Around London in 80 days

In these uncertain times, I need a lifeline and a horizon so I have — somewhat arbitrarily I’ll admit — set a date. April 1st will be my horizon ; my lifeline will be the 80 days separating me from it.

And as I cannot go around the world right now, I give you A Mad Belgian’s “Around London in 80 Days” : eighty impressions of London, eighty stories, places, thoughts from my experience of this wonderfully mad and maddening city.

Day 35: Musical lift

South of Waterloo Bridge stands the National Theatre. West of the National Theatre stands the BFI. And next to the BFI stands the Royal Festival Hall. A massive and complicated building which to this day remains a mystery to me. Concert venue, library, dance studio, bar, bookshop, café, museum, restaurant, market… the Royal Festival Hall is the swiss knife of public buildings. Built in 1951 for the Festival of Britain, it is an open space for people to congregate, with seating for whoever needs a rest, tables for whoever needs to write, calm for whoever needs to think.
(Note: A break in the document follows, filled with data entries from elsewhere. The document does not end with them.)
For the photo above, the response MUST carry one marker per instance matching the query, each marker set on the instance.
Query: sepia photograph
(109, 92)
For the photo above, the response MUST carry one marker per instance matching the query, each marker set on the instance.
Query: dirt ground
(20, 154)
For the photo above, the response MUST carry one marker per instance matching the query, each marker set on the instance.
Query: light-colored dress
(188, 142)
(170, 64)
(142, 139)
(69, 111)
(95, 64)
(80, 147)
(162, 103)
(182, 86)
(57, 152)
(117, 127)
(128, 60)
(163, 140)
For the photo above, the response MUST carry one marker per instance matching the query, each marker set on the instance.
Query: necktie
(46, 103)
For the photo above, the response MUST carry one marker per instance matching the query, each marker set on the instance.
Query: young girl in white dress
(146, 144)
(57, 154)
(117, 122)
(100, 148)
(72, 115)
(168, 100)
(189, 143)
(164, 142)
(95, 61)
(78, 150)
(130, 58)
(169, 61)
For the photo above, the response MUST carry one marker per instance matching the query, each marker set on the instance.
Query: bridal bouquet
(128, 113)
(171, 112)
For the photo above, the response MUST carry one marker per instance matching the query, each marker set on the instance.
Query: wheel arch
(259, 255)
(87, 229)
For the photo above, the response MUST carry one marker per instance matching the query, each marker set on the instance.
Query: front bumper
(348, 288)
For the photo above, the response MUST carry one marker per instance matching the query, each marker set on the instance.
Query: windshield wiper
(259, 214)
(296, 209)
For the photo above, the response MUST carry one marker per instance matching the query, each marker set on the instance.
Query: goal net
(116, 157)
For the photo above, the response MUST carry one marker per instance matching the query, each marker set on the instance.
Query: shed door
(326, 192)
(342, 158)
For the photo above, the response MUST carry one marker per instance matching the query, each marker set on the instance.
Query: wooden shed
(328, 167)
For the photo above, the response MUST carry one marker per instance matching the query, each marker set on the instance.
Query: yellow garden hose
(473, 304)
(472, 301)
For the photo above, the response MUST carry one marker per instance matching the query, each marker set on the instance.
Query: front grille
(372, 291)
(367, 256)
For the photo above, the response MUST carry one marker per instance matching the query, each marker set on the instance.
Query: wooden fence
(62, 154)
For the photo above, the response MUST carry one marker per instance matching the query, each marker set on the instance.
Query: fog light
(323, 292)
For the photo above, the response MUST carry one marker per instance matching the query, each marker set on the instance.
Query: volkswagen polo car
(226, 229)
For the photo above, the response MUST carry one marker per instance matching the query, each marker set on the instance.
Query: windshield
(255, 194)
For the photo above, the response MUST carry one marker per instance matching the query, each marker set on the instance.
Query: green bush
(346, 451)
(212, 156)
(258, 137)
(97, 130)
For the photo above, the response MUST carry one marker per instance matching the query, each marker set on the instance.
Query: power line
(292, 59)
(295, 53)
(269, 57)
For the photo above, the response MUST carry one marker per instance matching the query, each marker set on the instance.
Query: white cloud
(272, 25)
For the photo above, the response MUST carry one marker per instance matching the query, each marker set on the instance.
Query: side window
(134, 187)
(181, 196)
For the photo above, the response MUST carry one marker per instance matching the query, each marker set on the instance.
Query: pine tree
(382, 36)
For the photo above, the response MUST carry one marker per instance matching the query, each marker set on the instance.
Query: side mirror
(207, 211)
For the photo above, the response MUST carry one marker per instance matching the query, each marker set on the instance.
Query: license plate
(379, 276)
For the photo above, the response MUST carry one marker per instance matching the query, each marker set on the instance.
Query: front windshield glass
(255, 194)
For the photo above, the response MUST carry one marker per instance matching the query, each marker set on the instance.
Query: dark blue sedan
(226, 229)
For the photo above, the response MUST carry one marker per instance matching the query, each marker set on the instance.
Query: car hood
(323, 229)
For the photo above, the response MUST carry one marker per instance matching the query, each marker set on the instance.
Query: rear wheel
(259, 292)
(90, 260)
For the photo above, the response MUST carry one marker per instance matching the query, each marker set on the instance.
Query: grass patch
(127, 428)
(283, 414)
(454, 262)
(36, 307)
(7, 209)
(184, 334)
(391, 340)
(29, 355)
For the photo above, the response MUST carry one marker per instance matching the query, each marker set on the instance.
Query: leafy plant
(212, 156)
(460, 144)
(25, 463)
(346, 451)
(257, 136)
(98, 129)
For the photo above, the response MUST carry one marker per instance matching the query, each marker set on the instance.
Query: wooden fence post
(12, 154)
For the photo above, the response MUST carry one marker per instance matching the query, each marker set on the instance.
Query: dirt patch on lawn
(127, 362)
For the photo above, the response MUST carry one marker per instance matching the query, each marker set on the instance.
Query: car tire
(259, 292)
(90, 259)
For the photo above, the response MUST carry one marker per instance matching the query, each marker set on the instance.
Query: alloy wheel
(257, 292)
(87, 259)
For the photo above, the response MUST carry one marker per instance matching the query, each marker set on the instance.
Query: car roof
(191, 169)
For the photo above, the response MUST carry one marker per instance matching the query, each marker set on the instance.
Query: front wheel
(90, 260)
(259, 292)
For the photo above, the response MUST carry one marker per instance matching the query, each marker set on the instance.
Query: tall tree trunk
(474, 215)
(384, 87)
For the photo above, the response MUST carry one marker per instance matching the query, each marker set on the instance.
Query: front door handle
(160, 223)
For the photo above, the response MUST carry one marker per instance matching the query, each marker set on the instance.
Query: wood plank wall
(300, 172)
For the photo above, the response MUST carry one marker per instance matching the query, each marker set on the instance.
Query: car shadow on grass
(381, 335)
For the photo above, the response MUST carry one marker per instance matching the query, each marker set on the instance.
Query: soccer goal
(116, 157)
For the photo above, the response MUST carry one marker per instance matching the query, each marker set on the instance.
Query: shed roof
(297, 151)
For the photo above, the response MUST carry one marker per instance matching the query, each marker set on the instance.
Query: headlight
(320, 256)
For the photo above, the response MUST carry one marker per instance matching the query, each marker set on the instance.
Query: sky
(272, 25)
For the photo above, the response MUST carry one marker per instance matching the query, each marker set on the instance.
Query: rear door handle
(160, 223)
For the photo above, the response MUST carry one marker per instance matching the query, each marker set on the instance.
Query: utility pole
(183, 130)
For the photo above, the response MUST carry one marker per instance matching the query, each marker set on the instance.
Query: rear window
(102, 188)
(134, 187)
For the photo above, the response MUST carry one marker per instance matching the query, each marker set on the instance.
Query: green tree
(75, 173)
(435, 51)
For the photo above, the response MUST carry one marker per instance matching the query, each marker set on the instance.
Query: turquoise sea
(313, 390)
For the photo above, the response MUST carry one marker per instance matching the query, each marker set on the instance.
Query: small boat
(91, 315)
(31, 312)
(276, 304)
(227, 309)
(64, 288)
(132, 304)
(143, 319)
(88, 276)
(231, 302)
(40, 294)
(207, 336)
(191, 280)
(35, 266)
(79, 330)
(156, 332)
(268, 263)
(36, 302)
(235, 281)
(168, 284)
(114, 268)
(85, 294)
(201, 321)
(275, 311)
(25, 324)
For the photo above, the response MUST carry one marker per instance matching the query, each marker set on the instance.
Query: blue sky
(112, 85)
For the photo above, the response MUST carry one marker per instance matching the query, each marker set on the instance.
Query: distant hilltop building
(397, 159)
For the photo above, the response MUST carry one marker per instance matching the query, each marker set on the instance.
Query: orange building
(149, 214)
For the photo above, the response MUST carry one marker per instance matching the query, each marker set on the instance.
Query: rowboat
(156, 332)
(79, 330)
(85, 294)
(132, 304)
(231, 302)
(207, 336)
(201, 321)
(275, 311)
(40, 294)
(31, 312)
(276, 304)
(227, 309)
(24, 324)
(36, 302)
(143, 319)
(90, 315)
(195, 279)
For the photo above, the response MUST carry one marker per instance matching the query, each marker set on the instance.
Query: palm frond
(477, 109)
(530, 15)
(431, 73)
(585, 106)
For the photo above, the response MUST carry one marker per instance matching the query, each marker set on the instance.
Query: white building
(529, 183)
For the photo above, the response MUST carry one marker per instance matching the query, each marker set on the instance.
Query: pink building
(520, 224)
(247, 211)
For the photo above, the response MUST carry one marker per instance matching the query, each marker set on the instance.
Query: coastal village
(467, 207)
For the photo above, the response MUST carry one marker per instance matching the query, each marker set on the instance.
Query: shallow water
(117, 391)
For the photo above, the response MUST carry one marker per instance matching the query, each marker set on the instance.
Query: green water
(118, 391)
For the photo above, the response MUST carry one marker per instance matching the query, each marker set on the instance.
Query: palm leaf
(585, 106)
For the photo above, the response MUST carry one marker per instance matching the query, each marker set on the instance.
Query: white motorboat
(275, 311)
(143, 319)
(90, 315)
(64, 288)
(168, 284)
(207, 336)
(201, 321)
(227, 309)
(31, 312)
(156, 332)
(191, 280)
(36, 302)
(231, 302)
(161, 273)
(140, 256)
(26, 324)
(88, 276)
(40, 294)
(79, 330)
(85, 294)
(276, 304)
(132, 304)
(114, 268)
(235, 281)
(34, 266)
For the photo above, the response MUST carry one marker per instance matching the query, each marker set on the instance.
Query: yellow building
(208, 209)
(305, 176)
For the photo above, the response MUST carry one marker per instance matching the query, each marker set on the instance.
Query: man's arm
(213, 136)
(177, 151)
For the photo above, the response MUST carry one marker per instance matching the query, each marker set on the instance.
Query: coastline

At first, I didn’t really like the Royal Festival Hall. Too big, too impersonal, too confusing: was it a theatre? a restaurant? a community centre? This lack of clarity was making me uneasy. Over time, though, I have grown fond of the place: a venue unlike any other, an architectural platypus, it’s actually just the sort of building I should feel at home in! I started to explore it further, to come more often, to appreciate it properly. I enjoyed the luxury of having a comfy place to read or work without necessarily having to buy anything. And one day, I took the lift.

Not the small, boring lift that’s by the entrance but the other one, the beautiful transparent lift that hides at the back of the building, the beautiful lift one accidentally finds when exploring the corridors. I stepped in and pressed the button. The lift started moving… to the sound of a choir! I couldn’t believe my ears: many voices were accompanying my trip, singing higher and higher notes until only one soprano was left — the only one to be able to reach such heights, no doubt. “6th floooor”, she announced proudly in a incredibly high-pitched voice. I laughed so hard I forgot why I had come upstairs. So I went back down, accompanied with a chorus of increasingly low voices eventually leaving just the one barytone. “First Flooooor”.